También mi tía abuela Aurora, que es muy intuitiva, aparte de clarividente, me advirtió sobre Nicole. «Hay algo en esa chica que no me termina de cerrar… Algo que tiene que ver con su entorno. No sé, pichona, no me quiero entrometer, pero tené cuidado. Sea lo que sea, percibo oscuridad», dijo, moviendo las manos como si cerrase una ventana invisible. Evité prestarle atención y me convencí de que se había pasado en la cantidad de copitas de licor de huevo que toma todas las noches a escondidas de su hermana Chela.

Las tías abuelas —o tabuelas, como las llamamos en mi familia— son imprescindibles para nosotros. Además de vivir cerquita, criaron a mi mamá, que perdió a sus padres cuando ella tenía apenas dos años.

Me doy vuelta en la cama y tomo el celular. Lo levanto hacia mi rostro y lo enciendo.

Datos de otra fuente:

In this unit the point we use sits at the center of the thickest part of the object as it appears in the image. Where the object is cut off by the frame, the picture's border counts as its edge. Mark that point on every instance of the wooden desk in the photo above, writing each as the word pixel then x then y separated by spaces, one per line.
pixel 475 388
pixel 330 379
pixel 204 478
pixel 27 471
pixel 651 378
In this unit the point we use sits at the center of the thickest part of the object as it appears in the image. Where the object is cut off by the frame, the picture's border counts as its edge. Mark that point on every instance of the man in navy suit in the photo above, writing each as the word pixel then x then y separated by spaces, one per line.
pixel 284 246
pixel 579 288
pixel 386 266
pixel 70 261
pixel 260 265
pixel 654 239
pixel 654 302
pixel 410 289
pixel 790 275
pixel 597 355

Un escalofrío me recorre entera al observar mi reflejo en la pantalla. Ver mis propios ojos verdes mirándome hace que mentirme sea absurdo: soy como una mosca atrapada en una telaraña que, desesperada, mueve las patas con el fin de escapar, pero a la vez cree que ahí donde está se encuentra a salvo, por lo que se aquieta y se deja enredar aún más, más y más.

Me observo a mí misma.

Sé la verdad. En el fondo de mi ser la conozco, claro que sí.

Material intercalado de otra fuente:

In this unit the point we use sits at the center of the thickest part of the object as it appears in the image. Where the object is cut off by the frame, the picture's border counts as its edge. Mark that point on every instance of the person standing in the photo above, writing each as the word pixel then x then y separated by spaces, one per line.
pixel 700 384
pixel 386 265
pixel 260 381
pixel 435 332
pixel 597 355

Pero no la digo ni la diría jamás en voz alta: que Nicole me absorbió y me transformé en su apéndice.

Que ya no soy yo, aunque tampoco soy ella.

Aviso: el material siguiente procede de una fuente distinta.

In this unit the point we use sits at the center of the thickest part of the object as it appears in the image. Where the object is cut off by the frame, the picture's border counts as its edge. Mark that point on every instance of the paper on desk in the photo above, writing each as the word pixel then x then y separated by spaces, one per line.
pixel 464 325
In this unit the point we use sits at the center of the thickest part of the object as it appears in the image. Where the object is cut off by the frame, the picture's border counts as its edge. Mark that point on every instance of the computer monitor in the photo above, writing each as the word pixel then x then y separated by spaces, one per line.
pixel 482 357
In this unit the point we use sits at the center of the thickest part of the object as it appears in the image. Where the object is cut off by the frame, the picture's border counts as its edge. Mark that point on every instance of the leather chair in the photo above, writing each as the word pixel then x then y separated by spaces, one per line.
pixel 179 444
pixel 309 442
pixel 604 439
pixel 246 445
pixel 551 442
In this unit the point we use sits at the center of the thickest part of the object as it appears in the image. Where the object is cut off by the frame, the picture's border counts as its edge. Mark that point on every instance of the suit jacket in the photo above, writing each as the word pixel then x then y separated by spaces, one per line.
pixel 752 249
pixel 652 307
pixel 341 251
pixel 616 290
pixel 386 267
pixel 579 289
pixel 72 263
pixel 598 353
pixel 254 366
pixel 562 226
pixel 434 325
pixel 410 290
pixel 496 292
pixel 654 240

Que no sé qué pensar de ella.

Pero tampoco de mí.

Amiga tóxica

UNA MAÑANA
normal

La casa todavía estaba llena de cajas sin abrir. Nos habíamos mudado hacía poco de un apartamento que nos quedó chico, porque al principio vivíamos solo mamá, Leonel y yo. Para nosotros tres estaba perfecto. Pero luego mi madre conoció a Horacio, se enamoraron y en poco tiempo pasamos de ser tres a ser seis: Horacio y ella tuvieron primero a Dante, y enseguida que nació, mi mamá quedó embarazada de Ariana.

Dante ahora tiene cuatro años y Ari, tres.

El apartamento pareció encogerse de golpe. En el dormitorio de mamá y Horacio no entraba nada más. Tenían la cama grande, un ropero que ocupaba toda una pared y dos mesitas de luz que tuvieron que quitar para que cupiese una cuna, donde durmió Dante hasta que nació Ariana.

Con el nacimiento de Ari, pasaron a Dante al cuarto que compartíamos Leonel y yo, y donde dormíamos en una cucheta. Leo tuvo que trasladar su guitarra y su batería al living-comedor. Pero igual era un dormitorio pequeño para tres personas. Estábamos incómodos y apretujados.

Para mal de males, Dante resultó ser un bebé muy llorón y, para que Leo y yo pudiéramos dormir, mi madre entraba varias veces a la noche y de madrugada a consolarlo. Al final, terminaba llevándoselo con ella, pero para entonces se había hecho casi la hora de ir a la escuela y Leonel y yo estábamos malhumorados y exhaustos. Teníamos sueño, nos dolía la cabeza y le contestábamos horrible a todo el mundo.

Otra de las desventajas de un apartamento tan chico para una familia numerosa era el baño. Además de que era diminuto, con la llegada de mis hermanitos quedó atiborrado con un cambiador plegable, una palangana plástica de baño y bolsas de pañales. Apenas nos podíamos mover.

Y para entrar era otra historia: ¡prácticamente debíamos sacar turno! Si alguien demoraba más de lo habitual, era un relajo. A veces, yo prefería esperar para ir cuando todos estuvieran acostados. Eso me daba mayor intimidad y menos apuro.

Una tarde de domingo, en la que Ari berreaba en el pecho de mi mamá, Dante tocaba la batería de Leonel en el comedor, Leo lo rezongaba y yo intentaba terminar los deberes, Horacio sugirió buscar un lugar más grande para mudarnos y todos dijimos que sí a la vez.

Nos pusimos a buscar casas por internet de inmediato, restringiendo la búsqueda a la zona donde viven las tabuelas. Es impensable estar lejos de ellas. Marcamos algunas opciones y, en esa misma semana, mamá y Horacio las fueron a ver. Al final se decidieron por esta, que nos gustó a todos.